Your debtor has loved the Aston Martin DB5 ever since James Bond drove it across the silver screen in 1964.  He has wanted one for years, and you suspect that he finally took the plunge and bought one the minute you moved out of the house.



As we have explained in previous posts, vehicles are usually easy to find because they are all registered with the Department of Motor Vehicles.  The same goes for antiques, just like any other cars.  This means that we will usually be able to find them in a vehicle registration search.  Our searches can reveal the owner of the vehicle and when and by whom the vehicle was bought and sold.  We note that, in some states, this information is private and not available through our proprietary databases.

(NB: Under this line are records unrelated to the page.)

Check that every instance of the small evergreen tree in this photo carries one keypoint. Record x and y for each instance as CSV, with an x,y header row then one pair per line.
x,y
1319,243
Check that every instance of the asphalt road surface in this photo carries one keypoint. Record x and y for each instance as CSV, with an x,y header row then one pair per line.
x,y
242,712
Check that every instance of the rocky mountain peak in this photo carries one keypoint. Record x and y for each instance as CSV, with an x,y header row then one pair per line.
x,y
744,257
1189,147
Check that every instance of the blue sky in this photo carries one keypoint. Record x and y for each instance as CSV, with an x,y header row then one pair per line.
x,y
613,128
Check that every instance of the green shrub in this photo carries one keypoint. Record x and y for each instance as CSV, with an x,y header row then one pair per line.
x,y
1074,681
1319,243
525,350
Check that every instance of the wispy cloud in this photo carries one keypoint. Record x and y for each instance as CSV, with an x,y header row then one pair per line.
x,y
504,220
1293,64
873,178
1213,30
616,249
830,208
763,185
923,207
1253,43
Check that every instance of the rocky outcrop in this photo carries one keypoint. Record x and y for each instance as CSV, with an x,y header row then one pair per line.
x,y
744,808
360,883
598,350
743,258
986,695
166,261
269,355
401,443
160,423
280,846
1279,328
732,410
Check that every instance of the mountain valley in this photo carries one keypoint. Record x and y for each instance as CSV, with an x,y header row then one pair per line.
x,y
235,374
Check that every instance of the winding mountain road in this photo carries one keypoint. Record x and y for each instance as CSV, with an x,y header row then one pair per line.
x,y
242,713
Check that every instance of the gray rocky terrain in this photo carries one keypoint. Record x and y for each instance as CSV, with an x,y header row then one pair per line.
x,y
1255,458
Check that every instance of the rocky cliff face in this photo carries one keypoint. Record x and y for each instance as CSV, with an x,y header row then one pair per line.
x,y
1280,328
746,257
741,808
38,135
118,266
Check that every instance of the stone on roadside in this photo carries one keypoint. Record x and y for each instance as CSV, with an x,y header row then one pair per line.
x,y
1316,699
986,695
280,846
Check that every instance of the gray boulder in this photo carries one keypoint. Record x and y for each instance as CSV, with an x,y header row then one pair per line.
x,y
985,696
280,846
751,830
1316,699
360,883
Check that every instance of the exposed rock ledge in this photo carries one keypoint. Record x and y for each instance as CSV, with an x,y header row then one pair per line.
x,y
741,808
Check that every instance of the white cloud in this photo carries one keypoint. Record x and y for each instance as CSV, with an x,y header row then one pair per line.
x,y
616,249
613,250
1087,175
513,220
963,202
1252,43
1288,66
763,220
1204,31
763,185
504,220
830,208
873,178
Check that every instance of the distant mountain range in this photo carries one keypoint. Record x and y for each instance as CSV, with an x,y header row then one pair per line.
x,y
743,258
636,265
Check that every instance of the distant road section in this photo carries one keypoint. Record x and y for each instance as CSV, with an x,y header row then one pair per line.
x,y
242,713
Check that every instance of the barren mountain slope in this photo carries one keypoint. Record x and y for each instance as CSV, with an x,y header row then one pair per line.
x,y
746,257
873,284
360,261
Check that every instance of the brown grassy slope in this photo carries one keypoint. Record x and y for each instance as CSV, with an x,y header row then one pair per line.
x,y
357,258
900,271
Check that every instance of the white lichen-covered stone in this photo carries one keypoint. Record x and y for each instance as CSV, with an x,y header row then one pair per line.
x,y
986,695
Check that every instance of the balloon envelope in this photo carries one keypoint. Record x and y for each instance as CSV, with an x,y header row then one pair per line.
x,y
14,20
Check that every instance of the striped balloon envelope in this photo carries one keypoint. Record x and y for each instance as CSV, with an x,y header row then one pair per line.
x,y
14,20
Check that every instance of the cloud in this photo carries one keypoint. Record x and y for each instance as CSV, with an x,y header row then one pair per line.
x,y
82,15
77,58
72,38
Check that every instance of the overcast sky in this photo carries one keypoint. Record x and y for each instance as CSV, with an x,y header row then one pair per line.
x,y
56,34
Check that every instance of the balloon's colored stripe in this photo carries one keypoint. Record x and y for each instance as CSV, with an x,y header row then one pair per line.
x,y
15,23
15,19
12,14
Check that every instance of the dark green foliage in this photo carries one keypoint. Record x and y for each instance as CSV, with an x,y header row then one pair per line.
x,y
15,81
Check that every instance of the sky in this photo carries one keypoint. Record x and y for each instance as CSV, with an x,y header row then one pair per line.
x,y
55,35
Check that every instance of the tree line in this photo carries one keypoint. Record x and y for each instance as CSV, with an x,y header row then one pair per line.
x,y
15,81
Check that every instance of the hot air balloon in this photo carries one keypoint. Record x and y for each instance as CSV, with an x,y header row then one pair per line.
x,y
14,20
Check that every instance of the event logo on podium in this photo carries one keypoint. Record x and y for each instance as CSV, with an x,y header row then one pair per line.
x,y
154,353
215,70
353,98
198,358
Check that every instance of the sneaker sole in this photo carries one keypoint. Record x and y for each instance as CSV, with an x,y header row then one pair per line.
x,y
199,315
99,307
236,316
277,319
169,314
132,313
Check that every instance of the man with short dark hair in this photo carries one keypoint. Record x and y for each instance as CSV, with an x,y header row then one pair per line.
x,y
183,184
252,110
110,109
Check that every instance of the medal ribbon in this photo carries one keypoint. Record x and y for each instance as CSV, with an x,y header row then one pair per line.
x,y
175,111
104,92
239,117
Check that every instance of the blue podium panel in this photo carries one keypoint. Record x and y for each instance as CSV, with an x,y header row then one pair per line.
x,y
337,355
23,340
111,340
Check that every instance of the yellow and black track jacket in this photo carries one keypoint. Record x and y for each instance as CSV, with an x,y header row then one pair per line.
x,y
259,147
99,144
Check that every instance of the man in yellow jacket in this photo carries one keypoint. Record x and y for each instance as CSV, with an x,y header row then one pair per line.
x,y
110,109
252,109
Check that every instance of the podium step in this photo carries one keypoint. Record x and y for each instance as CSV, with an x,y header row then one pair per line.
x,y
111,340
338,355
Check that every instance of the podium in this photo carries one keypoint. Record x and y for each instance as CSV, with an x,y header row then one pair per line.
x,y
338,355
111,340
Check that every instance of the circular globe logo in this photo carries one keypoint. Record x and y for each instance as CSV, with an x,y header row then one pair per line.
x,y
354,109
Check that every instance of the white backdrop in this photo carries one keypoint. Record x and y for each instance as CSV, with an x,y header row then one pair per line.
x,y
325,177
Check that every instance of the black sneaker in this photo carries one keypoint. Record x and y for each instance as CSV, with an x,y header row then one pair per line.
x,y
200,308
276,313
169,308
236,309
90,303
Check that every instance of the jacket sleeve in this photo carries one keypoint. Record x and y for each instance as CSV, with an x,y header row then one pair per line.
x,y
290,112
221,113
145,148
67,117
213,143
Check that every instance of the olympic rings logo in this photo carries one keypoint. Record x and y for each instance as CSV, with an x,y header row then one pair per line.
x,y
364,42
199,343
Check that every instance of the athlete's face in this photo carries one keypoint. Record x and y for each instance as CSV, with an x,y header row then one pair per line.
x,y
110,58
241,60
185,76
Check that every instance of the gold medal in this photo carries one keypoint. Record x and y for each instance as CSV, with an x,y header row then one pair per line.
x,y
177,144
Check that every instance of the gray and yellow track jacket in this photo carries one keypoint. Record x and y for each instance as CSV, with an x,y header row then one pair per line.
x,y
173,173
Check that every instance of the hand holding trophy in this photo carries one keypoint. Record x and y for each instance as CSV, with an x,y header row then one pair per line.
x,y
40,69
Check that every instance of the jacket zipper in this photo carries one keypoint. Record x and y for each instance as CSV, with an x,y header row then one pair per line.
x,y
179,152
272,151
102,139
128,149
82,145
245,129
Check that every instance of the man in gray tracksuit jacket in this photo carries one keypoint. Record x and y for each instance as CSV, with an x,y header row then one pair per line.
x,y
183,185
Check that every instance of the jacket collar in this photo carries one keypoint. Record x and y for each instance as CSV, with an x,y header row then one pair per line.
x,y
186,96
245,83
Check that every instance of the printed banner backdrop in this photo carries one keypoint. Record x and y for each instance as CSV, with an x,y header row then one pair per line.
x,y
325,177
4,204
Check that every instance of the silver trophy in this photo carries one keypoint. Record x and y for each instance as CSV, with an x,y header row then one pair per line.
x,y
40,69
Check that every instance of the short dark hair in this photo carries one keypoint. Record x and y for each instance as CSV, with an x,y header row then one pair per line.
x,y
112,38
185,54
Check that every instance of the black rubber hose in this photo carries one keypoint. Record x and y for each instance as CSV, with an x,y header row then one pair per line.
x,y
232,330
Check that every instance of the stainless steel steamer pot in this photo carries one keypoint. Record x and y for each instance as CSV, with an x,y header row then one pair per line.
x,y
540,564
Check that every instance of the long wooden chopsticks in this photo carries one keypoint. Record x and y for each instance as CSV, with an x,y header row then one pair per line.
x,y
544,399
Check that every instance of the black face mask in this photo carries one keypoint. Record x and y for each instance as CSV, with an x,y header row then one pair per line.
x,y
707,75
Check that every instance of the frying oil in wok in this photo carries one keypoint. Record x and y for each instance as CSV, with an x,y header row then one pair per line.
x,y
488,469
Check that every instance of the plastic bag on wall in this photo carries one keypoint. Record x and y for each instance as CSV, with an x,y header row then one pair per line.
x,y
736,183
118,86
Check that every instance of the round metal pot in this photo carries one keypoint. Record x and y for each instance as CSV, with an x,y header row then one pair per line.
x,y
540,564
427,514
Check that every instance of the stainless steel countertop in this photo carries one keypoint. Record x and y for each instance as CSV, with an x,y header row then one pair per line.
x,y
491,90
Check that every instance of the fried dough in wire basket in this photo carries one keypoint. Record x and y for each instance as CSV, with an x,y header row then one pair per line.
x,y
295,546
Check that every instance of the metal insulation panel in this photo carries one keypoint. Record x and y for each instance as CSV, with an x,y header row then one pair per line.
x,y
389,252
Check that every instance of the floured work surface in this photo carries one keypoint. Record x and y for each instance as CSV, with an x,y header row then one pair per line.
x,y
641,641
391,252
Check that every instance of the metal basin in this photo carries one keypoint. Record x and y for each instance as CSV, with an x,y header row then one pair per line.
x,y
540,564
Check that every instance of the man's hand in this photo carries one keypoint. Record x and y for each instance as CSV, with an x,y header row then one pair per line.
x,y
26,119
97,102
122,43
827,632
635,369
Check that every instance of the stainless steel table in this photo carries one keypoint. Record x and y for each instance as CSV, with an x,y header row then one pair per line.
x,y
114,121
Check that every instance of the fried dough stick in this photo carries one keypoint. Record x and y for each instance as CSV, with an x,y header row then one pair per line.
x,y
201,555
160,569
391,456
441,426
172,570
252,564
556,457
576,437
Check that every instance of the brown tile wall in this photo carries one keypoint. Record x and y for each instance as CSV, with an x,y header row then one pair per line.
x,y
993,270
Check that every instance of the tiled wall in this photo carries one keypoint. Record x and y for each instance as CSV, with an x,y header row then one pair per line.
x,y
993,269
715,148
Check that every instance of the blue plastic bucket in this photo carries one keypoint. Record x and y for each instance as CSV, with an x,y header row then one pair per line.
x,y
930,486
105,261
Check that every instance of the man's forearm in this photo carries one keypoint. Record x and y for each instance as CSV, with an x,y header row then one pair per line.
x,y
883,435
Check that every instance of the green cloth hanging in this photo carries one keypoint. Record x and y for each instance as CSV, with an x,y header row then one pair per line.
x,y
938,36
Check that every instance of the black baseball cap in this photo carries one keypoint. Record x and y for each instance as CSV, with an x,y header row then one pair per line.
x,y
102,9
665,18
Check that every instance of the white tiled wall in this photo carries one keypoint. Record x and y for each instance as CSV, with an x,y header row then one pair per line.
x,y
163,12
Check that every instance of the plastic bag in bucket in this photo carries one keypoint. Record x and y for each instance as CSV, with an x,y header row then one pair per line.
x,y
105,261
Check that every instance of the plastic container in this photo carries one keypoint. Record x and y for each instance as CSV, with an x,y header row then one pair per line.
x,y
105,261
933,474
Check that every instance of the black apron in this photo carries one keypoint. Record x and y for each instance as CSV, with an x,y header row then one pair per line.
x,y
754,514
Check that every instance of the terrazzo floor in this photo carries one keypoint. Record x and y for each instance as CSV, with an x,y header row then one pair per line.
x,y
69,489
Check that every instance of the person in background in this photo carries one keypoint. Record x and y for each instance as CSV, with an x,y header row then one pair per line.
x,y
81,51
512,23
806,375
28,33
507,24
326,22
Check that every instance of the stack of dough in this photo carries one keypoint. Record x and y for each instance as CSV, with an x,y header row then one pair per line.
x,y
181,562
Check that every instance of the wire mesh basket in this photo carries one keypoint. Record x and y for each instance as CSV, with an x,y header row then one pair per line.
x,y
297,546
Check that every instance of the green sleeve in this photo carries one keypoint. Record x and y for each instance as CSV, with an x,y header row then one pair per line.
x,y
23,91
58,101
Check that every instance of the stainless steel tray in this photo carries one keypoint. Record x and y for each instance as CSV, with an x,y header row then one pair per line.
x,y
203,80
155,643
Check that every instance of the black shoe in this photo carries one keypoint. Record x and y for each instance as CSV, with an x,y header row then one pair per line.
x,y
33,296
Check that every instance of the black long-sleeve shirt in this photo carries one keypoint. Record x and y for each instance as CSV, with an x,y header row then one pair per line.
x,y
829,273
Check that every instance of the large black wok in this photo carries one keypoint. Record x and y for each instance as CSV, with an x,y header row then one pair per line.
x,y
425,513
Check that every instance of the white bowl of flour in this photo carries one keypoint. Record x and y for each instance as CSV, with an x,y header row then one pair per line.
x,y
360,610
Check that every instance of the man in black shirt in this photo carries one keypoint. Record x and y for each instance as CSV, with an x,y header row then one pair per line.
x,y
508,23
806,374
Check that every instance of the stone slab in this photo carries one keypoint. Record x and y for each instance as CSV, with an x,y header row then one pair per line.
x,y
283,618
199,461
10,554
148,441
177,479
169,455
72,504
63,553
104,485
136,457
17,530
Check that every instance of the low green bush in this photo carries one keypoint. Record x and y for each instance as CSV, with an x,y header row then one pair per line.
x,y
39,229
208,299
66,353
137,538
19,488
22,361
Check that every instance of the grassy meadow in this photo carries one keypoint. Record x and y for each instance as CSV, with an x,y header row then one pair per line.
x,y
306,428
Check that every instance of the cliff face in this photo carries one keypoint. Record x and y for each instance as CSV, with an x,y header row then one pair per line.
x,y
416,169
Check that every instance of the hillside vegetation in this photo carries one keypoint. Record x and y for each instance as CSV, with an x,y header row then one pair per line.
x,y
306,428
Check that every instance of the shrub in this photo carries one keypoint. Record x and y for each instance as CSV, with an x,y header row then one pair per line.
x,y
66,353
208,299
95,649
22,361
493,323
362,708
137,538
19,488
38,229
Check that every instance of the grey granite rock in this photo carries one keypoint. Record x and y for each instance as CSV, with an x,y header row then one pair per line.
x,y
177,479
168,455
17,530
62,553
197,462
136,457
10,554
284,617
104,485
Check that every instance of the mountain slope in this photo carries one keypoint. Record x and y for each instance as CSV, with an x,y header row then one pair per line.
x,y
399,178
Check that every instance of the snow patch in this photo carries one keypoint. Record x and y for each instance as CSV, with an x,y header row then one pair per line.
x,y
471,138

However, even if the debtor lives in a state with these stringent privacy laws, we can find his vehicles through a search of the public record so long as he purchased them with a loan.  A record of the loan will appear in the form of UCC lien filings, which are often available online.  UCC records can also reveal whether the loan used to purchase the vehicle or trailer has been satisfied.

Even if the debtor purchased the vehicle with cash and happens to live in Washington, where vehicle registration information is private, all hope is not lost.  Antique car enthusiasts like to show off their vehicles to other connoisseurs, and most collectors will talk passionately and at length about their favorite cars and others who share their passion.  Call around to local antique car clubs and see if the debtor belongs to them or attends their shows.  The local Aston Martin club may be able to give you information on what kind of car your debtor has, how much it is worth and when he will next appear at a car show.